La vida, a pesar de todo,
tiene sus inconvenientes. No todo es alentador, no siempre se tienen ganas de
enfrentarse a ella. Resulta que la vida está llena de limitaciones, que a veces
es triste, a veces lamentable, en ocasiones insípidas, y lo peor es que no hay
a quien echarle la culpa. Por eso, que las cosas cotidianas vayan mal es un
gran consuelo.

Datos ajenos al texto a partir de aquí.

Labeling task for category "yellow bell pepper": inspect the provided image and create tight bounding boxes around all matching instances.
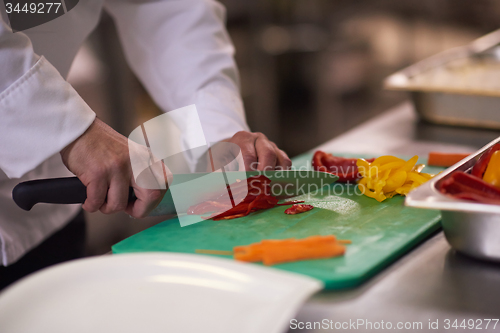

Porque entonces se tropieza con cada una, se rabia un poco -o un
mucho- y se piensa que, si no fuera por eso, porque todo va mal, todo sería una
maravilla. Si nos vamos a duchar y no llega el agua caliente, o las tuberías no
tragan, o no nos gusta el destino de nuestros impuestos, o el atasco no avanza,
el jefe es un borde y el sueldo no nos permite llegar ni a mitad de mes, nos
sentimos deprimidos, irritados, impacientes y pensamos que, si las cosas fuesen
de otro modo, estaríamos encantados y es precisamente esta esperanza la que nos
hace salvar el presente refugiándonos en ella.
Con otras palabras, el
noventa y cinco por ciento de las cosas marchan con normalidad y eficacia, y
por tanto el tropiezo, el descontento y la queja son excepcionales.
O el que no se conforma es porque no quiere.
Dicho esto, quisiera dar un sincero homenaje a mi padre, recientemente fallecido tras una larga y agónica enfermedad.
O el que no se conforma es porque no quiere.